In this broad-ranging study, Woertendyke reconfigures U.S. literary history as a product of hemispheric relations
Gretchen Woertendyke, Associate Professor and McCausland Fellow, has published the book, Hemispheric Regionalism: Romance and the Geography of Genre, with Oxford University Press. Hemispheric Regionalism brings together a rich archive of popular culture, fugitive slave narratives, advertisements, political treatises, and fiction to construct a new literary genealogy. At the center of this history is romance, a popular and versatile genre uniquely capable of translating the threat posed by the Haitian Revolution, or the expansionist possibilities of Cuban annexation, for a rapidly increasing readership. Through romance, she traces imaginary and real circuits of exchange and remaps romance’s position in nineteenth-century life and letters as irreducible to, nor fully mediated by, a concept of nation. The energies associated with Cuba and Haiti, manifest destiny and apocalypse, bring historical depth to an otherwise short national history. As a result, she argues, romance becomes remarkably influential in inculcating a sense of new world citizenry.

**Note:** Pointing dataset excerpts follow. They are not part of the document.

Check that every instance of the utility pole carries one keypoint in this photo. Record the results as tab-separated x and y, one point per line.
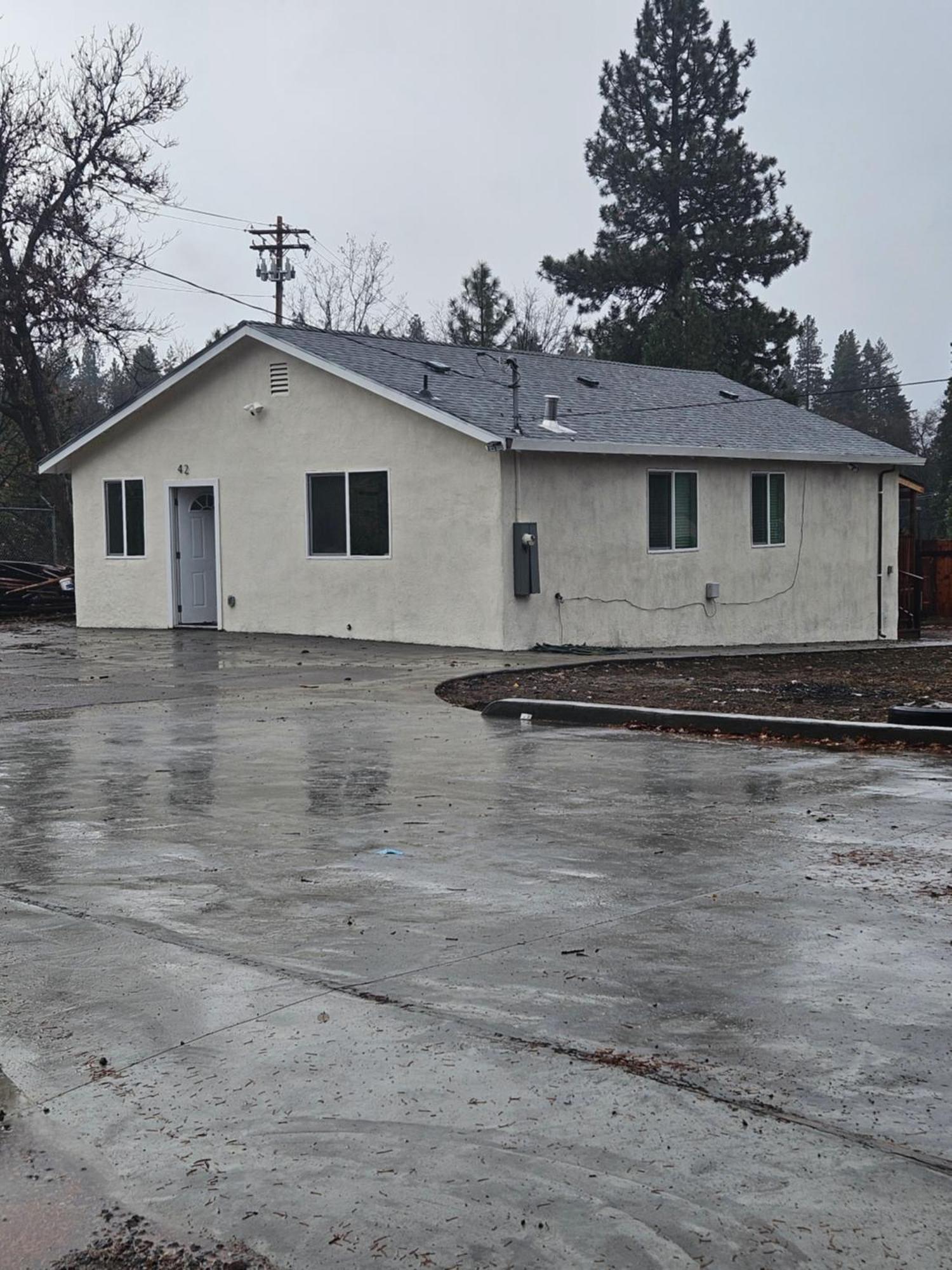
272	242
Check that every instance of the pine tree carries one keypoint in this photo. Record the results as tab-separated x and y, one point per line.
809	374
129	379
691	217
416	330
483	314
939	472
889	413
87	391
845	399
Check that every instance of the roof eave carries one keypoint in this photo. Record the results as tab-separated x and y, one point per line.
56	462
774	457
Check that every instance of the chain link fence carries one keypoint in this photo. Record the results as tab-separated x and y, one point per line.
29	534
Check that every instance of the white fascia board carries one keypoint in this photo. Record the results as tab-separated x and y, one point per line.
761	457
56	462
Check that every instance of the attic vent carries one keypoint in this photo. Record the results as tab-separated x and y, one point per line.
280	379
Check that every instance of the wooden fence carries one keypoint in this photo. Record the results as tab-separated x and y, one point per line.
936	567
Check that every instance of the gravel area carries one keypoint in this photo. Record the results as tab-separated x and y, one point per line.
859	684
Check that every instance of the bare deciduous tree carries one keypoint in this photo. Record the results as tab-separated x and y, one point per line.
355	291
77	163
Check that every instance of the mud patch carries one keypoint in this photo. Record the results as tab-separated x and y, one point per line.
128	1244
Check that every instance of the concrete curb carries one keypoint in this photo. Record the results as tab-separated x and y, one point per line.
592	714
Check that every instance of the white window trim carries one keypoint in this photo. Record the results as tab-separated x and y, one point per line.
760	547
671	472
124	554
346	473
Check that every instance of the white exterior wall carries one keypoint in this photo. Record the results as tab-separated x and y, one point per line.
592	514
442	582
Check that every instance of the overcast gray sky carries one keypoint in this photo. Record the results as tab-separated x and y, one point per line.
455	131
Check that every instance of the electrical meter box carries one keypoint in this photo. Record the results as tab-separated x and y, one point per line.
525	558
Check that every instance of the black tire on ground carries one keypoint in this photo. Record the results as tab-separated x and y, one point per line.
922	717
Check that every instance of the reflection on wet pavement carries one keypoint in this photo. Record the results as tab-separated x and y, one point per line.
352	947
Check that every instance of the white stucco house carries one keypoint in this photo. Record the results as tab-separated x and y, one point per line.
322	483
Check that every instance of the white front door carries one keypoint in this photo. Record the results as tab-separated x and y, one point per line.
196	557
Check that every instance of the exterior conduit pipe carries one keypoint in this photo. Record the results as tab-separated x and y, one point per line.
880	634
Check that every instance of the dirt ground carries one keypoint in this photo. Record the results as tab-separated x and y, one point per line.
859	684
129	1244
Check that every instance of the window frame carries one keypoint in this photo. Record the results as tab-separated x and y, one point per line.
124	554
769	474
671	473
346	473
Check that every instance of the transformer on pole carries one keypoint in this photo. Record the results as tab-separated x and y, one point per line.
274	248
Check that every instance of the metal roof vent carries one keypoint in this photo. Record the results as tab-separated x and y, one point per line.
280	379
552	421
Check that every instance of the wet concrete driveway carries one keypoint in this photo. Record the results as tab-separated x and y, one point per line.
379	982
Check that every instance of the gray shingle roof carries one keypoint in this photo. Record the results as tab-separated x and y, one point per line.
648	407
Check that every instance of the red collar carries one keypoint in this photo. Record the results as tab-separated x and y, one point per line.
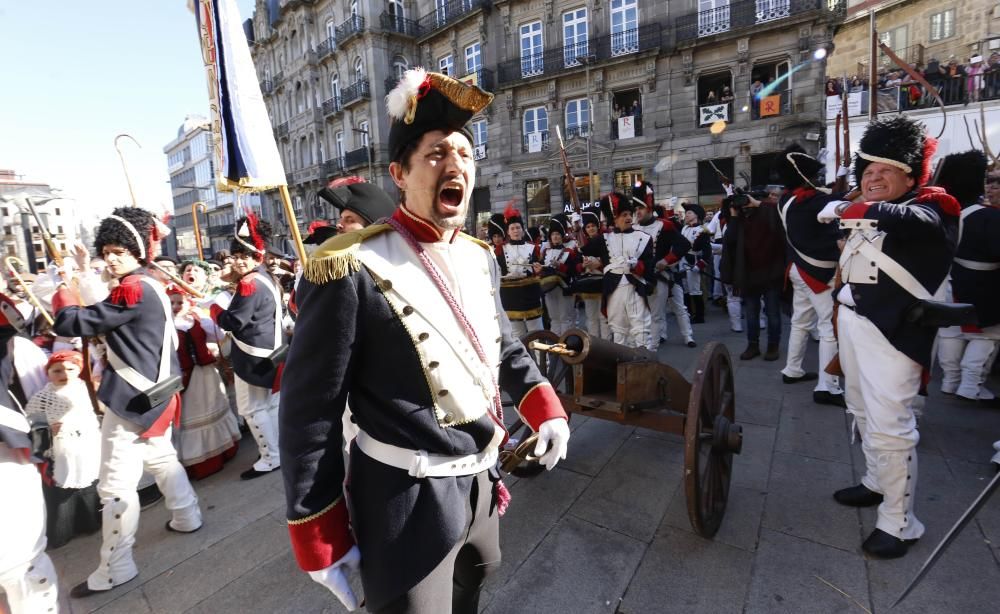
422	230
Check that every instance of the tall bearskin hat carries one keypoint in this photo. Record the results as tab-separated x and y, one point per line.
424	101
369	201
133	228
251	236
642	194
497	226
614	203
795	168
559	222
900	142
512	216
962	174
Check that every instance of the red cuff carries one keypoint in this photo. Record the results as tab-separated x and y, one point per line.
855	211
540	404
64	297
322	539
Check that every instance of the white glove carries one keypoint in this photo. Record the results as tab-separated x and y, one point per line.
831	211
554	431
335	579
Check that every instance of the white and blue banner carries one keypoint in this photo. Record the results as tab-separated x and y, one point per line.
246	156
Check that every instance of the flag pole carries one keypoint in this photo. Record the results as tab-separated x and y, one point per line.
293	225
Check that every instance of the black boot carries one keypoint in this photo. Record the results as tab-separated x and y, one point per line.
698	303
881	545
857	496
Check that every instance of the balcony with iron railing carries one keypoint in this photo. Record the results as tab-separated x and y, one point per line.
535	141
743	14
352	26
356	157
356	92
448	13
571	58
399	25
326	48
332	106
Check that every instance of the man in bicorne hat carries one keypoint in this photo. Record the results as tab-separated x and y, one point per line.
813	254
138	326
404	319
965	353
898	254
253	316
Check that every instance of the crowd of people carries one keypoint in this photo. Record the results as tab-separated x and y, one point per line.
382	359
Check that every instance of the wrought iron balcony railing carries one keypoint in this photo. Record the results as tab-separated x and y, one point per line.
448	13
399	25
572	57
355	24
357	91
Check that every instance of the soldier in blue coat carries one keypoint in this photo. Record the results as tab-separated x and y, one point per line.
253	316
138	327
901	243
405	319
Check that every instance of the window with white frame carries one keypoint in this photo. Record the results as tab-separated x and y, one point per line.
536	128
943	25
574	36
577	118
446	65
531	49
624	26
473	59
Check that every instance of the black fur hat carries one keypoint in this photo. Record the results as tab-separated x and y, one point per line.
251	236
962	175
897	141
614	203
129	227
795	168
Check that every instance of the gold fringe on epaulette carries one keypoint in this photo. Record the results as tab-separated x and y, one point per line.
333	267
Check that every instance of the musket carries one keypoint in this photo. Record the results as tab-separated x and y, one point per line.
9	260
197	231
950	537
574	196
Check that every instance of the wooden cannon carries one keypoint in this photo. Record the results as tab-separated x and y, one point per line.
631	387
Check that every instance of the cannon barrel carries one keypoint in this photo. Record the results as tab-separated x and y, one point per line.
600	353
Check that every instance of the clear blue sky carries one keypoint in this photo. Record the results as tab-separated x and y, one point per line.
75	74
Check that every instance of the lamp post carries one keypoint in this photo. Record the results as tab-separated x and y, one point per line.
368	150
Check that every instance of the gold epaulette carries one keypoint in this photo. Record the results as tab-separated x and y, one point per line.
480	243
337	256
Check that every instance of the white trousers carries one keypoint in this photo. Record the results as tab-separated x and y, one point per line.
629	318
124	455
560	308
259	407
811	309
881	384
965	361
597	323
521	328
26	572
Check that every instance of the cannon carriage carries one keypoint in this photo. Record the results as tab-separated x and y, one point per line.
597	378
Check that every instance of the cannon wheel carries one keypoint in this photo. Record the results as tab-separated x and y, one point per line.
558	374
710	438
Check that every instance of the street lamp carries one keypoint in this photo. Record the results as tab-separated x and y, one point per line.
587	60
368	150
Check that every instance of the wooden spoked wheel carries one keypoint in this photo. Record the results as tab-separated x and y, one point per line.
711	437
519	459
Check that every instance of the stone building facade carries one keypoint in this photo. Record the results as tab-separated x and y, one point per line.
918	31
634	86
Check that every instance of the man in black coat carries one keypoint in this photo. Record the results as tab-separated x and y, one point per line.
404	319
901	245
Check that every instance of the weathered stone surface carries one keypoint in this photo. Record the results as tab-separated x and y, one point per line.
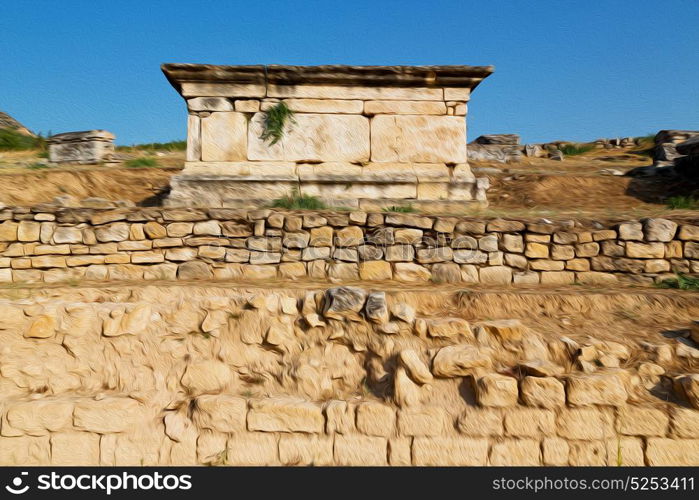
285	415
449	451
430	139
496	390
313	137
456	361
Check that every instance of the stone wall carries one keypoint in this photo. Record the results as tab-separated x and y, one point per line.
52	245
334	377
358	137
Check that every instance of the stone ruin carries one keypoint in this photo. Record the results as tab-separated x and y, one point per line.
355	136
88	147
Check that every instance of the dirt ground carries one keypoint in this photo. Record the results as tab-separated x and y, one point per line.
578	186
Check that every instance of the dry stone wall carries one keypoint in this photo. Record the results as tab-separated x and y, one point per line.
343	376
54	245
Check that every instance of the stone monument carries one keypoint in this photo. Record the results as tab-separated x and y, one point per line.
89	147
353	136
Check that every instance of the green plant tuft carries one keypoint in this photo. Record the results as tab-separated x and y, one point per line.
11	140
681	282
576	149
403	209
143	161
298	201
37	166
682	203
155	146
275	120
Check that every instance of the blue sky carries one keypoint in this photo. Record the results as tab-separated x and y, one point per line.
574	70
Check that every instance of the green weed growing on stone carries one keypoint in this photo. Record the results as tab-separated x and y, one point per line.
143	161
404	209
298	201
576	149
276	119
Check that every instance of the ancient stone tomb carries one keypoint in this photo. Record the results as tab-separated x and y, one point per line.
354	136
91	146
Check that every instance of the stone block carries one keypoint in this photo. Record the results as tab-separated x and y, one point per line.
544	392
355	450
285	415
496	390
427	421
376	419
313	137
295	449
428	139
515	452
221	413
596	389
252	449
75	449
449	451
638	421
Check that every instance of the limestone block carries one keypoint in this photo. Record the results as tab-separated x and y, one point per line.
340	106
585	423
399	453
459	360
685	422
24	451
426	421
209	104
360	450
409	272
354	92
449	451
237	90
674	452
405	108
75	448
28	231
252	449
659	229
113	232
555	451
600	389
376	419
224	137
8	231
108	415
631	231
496	275
638	250
481	422
339	417
193	138
221	413
285	415
529	422
496	390
638	421
375	270
429	139
687	233
545	392
37	418
557	278
295	449
313	137
515	452
207	376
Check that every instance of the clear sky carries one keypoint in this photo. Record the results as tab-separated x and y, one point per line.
566	69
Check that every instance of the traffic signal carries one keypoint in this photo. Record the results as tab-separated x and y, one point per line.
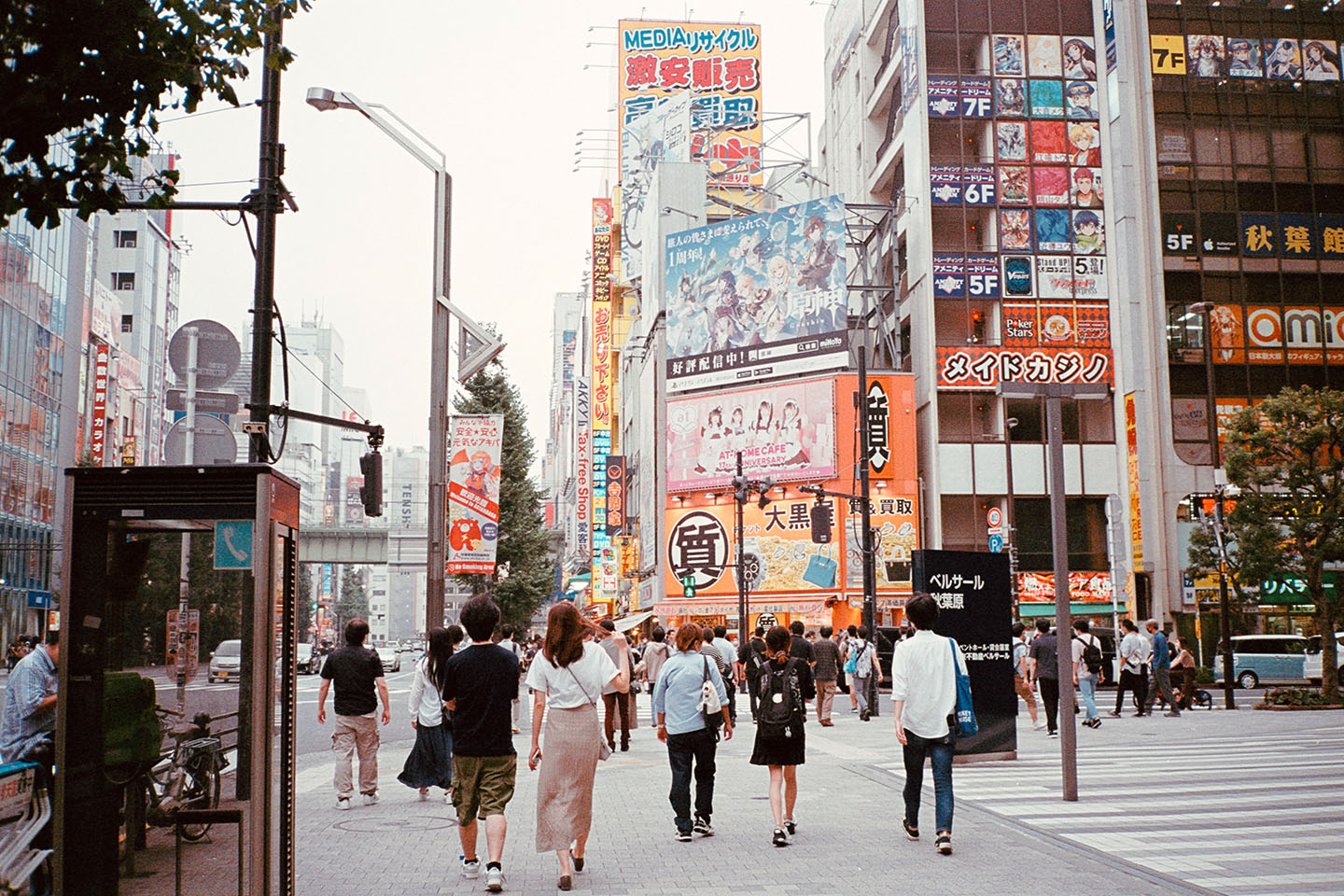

Anna Brickhouse writes, “Hemispheric Regionalism delivers powerfully, making an important shift away from ‘novel and nation to romance and region’—and allowing us, paradoxically, to better understand the emergence and development of U. S. literary nationalism. Full of nuanced readings and theoretical rigor, this book will matter—and will change the way we think about American romance, the trajectory of U. S. literature, and the future of hemispheric studies.”